I received a “certificate of completion” in the mail today. I’d attended a great “train the trainer” seminar sponsored by the folks at MoneyWi$e Consumer Action and Capital One. Not particularly noteworthy for blog purposes, except for the fact of one of the signatures on the certificate. A guy with a long-ish last name signed his name with his first-name initial, and then a mark which I suppose is to pass for his last-name initial.
I had to chuckle – he of the short scribbly signature and I share the same job title – Executive Director. And my signature isn’t any more decipherable, but I get points for at least attempting to spell out Clifford Kurt.
I’m not sure when my poor excuse for penmanship developed. Looking back at some high school work, I used a relatively neat writing style.

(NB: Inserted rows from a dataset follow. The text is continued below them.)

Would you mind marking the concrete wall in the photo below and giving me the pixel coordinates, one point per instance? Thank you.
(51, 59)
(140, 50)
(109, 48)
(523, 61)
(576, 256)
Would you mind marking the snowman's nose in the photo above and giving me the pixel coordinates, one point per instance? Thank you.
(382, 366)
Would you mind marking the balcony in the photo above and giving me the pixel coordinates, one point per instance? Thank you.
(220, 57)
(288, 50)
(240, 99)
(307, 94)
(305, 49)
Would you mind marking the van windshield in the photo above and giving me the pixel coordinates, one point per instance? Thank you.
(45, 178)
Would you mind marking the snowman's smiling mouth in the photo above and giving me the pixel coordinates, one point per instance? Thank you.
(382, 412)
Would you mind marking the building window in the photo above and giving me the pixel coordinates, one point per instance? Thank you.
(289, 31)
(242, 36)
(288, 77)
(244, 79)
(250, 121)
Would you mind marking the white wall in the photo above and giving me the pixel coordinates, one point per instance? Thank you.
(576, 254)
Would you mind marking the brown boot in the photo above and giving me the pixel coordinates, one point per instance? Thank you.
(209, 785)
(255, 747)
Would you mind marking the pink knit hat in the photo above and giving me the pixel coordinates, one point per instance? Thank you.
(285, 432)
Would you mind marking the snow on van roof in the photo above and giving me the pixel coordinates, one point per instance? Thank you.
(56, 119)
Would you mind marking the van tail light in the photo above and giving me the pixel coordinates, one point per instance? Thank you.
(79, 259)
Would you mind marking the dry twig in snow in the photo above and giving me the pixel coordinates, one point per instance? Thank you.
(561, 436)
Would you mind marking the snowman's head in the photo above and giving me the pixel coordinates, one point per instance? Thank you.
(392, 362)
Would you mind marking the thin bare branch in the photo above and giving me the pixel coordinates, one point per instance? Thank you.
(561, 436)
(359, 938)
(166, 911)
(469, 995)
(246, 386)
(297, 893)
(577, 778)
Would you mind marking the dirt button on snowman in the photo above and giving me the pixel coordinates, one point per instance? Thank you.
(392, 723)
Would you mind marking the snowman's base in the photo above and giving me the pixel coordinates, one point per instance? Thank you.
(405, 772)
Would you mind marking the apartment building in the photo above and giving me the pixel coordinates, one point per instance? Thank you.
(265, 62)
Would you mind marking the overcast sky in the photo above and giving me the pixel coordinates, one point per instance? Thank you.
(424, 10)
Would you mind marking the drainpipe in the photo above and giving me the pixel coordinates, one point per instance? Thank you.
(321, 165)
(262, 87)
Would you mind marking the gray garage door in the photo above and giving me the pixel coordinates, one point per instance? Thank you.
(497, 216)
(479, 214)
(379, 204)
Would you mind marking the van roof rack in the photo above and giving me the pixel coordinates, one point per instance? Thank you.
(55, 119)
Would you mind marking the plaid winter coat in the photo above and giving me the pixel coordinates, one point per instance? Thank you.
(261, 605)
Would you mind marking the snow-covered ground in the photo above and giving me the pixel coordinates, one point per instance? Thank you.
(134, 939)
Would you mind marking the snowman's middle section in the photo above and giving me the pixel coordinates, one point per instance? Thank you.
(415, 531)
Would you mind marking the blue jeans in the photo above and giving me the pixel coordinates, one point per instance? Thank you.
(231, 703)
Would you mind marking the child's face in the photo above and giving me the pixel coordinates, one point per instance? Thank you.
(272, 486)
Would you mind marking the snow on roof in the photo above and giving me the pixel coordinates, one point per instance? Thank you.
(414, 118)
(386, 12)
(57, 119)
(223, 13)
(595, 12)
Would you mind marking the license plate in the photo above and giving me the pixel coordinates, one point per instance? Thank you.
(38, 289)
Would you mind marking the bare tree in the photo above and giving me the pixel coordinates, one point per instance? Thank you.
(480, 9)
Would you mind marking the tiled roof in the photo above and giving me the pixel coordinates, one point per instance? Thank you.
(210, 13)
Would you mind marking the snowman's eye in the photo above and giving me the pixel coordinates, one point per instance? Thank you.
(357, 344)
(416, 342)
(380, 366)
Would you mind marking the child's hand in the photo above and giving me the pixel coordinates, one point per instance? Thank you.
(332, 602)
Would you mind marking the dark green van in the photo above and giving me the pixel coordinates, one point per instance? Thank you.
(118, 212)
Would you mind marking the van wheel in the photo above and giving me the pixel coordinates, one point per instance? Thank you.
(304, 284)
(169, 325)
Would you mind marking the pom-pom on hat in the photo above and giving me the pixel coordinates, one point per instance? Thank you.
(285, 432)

I suppose my proper penmanship was the product of necessity, as my teachers had to read my writing. (Do teachers actually fully READ their students’ essays? I digress.)
At some point upon joining the work world, when cruddy penmanship was replaced by rampant typos, I no longer needed to rely on the ability to communicate visually. And penmanship became nothing more than mere nostalgia.
These days, the only time I use anything that can be argued as penmanship is when I scribble my name upon a document.
Now here’s the strange part. A few years ago, I came across some old report cards. Very funny. Things like, “Cliff is a very social boy. He would do better in his studies if he applied himself.” (Never mind the fact that I was a solid A student up until the year of my parent’s divorce.) The teacher comments were almost a mirror of some of the job performance reports I’ve received over the years.
But what struck me as most interesting was my father’s signature on the report cards. Back in the day, the student had to show the card to his or her parents, and the FATHER had to sign. Not the MOTHER – the FATHER. The school marms knew who were likely to be the disciplinarians in the homes.
My signature is almost identical to my father’s, including the very kurt way we sign our last name. Freaky, freaky stuff. This would imply to me that there is a penmanship gene in every person. I got my Dad’s.
Imagine if we could isolate that penmanship gene. And then perhaps splice it with what scientists are claiming is the God gene. Then we secretly inject what I now call “KGP Gene 0824” (K for Kurt, G for God, P for penmanship, 0824 for my birthday because I’m vain)… We secretly inject KGP Gene 0824 into all of our world leaders. This would cause them to only sign godly documents. No more declarations of war, no more orders of genocide. No more budgets that benefit the lobbyists at the expense of the people. No laws which violate godly principles. Ah, perchance to dream!